While my dear friend Grams was dying of cancer, her friends and family would help her, sometimes offering to take her out shopping. She always told them, “No, thank you,” and one day she told me why: “They rush me through the store, but you always wait and let me see what I want.”
Then there’s my parents’ little white dog, Rascal, who runs to the door whenever he hears me in the driveway or letting myself into the house. Rascal is ‘daddy’s doggie’ — unless Linda’s around! But I tell my dad there’s no worry: Rascal just loves me because when I take him for walks, I wait for him to sniff every little thing he wants to investigate.
And, especially, when a grieving son stutters and stammers and swallows his words, trying to get out expressions of love for his mother and his sense of loss at her passing over to heaven, the truest form of sympathy is just waiting, letting him find the words in his heart.

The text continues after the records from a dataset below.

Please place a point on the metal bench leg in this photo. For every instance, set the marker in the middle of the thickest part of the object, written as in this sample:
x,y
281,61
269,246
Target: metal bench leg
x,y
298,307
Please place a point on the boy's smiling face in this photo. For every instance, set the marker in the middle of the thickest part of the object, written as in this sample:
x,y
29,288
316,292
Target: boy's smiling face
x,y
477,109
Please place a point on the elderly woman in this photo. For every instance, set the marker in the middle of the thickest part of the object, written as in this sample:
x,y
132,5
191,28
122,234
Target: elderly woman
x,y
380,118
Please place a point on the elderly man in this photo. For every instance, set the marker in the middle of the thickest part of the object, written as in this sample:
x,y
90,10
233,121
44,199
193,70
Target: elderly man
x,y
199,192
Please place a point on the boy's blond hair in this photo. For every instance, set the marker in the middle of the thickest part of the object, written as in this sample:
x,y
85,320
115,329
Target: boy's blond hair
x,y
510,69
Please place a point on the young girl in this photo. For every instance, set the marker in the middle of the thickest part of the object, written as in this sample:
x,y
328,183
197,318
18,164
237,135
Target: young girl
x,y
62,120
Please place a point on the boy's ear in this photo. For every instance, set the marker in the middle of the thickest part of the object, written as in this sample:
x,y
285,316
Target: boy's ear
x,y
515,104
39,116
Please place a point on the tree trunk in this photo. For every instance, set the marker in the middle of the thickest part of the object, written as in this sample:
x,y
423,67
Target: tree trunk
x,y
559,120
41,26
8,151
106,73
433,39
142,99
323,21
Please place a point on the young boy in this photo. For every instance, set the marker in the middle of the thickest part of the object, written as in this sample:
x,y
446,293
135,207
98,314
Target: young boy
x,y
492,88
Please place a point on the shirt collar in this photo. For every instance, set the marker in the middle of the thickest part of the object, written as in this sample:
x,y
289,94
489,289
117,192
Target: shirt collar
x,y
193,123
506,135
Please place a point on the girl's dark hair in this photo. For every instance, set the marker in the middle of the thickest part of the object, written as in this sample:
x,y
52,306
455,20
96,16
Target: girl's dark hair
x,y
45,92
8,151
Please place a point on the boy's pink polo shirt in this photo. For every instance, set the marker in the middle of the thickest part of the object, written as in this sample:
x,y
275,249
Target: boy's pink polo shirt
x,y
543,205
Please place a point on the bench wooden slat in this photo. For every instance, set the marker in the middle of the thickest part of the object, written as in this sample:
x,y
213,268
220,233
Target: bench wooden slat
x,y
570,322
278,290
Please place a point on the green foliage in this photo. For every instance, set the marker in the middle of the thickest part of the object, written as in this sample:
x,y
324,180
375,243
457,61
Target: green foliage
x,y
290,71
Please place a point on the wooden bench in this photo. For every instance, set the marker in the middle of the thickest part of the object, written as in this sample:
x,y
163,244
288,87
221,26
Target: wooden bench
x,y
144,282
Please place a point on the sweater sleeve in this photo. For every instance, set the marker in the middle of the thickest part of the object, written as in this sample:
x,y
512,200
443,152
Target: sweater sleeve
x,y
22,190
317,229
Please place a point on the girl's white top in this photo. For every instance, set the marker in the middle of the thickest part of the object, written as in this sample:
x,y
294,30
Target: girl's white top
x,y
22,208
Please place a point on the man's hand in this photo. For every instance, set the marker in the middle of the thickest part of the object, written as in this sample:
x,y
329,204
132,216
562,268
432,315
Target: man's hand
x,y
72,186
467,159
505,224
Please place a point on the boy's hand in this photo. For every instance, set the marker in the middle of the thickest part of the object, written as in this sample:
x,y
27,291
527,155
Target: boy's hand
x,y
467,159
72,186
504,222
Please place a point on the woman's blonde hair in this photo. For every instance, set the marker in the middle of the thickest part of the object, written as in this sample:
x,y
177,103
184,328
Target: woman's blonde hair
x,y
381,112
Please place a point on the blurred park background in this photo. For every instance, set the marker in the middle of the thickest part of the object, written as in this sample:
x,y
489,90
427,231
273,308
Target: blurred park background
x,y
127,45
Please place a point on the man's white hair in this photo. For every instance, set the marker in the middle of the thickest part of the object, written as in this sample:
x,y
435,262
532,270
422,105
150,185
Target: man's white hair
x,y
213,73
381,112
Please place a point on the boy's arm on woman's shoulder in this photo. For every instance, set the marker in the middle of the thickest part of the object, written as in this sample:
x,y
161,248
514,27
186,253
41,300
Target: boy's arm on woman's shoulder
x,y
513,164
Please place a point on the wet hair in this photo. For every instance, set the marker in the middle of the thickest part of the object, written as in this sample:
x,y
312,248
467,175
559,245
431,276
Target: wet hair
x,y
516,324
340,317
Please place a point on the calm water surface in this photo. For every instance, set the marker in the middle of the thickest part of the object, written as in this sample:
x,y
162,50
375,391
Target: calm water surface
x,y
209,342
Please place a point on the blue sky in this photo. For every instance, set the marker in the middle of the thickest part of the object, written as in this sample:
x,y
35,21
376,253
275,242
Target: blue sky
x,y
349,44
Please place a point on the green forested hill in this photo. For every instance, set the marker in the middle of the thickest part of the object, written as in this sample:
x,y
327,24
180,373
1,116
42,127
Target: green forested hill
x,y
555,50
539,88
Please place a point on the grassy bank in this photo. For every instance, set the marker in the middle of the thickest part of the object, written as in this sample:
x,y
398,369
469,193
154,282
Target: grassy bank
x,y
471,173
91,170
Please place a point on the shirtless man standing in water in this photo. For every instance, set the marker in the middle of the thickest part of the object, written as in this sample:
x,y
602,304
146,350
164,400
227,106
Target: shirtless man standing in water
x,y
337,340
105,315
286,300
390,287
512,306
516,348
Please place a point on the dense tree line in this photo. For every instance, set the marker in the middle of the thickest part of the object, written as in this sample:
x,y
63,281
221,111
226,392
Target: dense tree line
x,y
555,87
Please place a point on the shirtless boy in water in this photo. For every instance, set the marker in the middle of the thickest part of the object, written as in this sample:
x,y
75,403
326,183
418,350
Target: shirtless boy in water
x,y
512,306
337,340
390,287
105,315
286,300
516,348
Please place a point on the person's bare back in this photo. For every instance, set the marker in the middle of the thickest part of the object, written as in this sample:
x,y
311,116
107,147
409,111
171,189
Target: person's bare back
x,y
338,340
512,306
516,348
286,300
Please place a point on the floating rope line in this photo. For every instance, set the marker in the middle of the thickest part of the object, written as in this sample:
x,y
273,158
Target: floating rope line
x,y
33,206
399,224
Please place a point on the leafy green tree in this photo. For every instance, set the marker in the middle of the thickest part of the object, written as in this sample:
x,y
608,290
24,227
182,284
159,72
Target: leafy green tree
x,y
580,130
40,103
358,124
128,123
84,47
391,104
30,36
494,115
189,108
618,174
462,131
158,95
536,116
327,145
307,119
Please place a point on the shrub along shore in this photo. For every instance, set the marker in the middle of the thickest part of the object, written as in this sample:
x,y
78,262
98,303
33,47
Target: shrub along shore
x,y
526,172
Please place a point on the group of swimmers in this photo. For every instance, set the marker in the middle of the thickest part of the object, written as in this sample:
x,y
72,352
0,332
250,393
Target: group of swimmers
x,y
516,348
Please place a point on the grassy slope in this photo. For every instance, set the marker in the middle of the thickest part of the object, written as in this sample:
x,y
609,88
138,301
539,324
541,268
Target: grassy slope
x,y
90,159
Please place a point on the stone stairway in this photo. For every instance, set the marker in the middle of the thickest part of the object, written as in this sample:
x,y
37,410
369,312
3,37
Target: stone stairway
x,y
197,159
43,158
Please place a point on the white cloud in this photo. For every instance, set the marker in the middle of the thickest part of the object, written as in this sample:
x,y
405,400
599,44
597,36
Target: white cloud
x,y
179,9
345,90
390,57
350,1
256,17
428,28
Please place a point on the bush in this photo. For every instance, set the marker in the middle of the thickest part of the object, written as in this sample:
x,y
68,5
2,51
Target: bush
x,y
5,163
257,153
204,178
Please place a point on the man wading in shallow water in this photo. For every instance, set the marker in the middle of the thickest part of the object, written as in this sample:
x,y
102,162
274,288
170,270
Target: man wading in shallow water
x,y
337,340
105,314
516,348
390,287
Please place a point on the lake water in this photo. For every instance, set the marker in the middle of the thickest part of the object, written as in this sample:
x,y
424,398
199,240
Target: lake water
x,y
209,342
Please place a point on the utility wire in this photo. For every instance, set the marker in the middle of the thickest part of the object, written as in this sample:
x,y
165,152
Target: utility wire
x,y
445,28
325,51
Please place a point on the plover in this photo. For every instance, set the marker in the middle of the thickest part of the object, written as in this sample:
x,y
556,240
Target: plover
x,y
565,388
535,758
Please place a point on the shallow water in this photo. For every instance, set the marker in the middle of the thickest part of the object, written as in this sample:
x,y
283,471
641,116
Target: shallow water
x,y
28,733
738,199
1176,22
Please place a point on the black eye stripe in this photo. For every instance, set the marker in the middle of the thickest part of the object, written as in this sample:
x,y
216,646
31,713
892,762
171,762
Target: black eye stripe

What is it, you wonder, that connects these stories? Through these and other experiences, I have learned that a large part of helping others is simply waiting. Note that I am not saying here that I have learned to wait, nor am I saying that this makes it ok for me to keep other people waiting. What I have learned is that waiting is an important part of helping.
Even God tells us to wait. Psalms 62:5, of God’s inspired Word says, “Let all that I am wait quietly before God, for my hope is in him.” (NLT) When we wait on the Lord, he refreshes us, so we can better continue our service to him (Isaiah 40:31).
I planted a group of flowers for my mom, checking each label for the name of that color. The last one was white, so, thinking, ‘well, it’s white!’ I was about to skip the label reading. But just as I turned the flower out of its pot, I saw it: “Espero White.” Espero is Spanish for the first person singular “I wait.” The word also has another meaning: “hope.”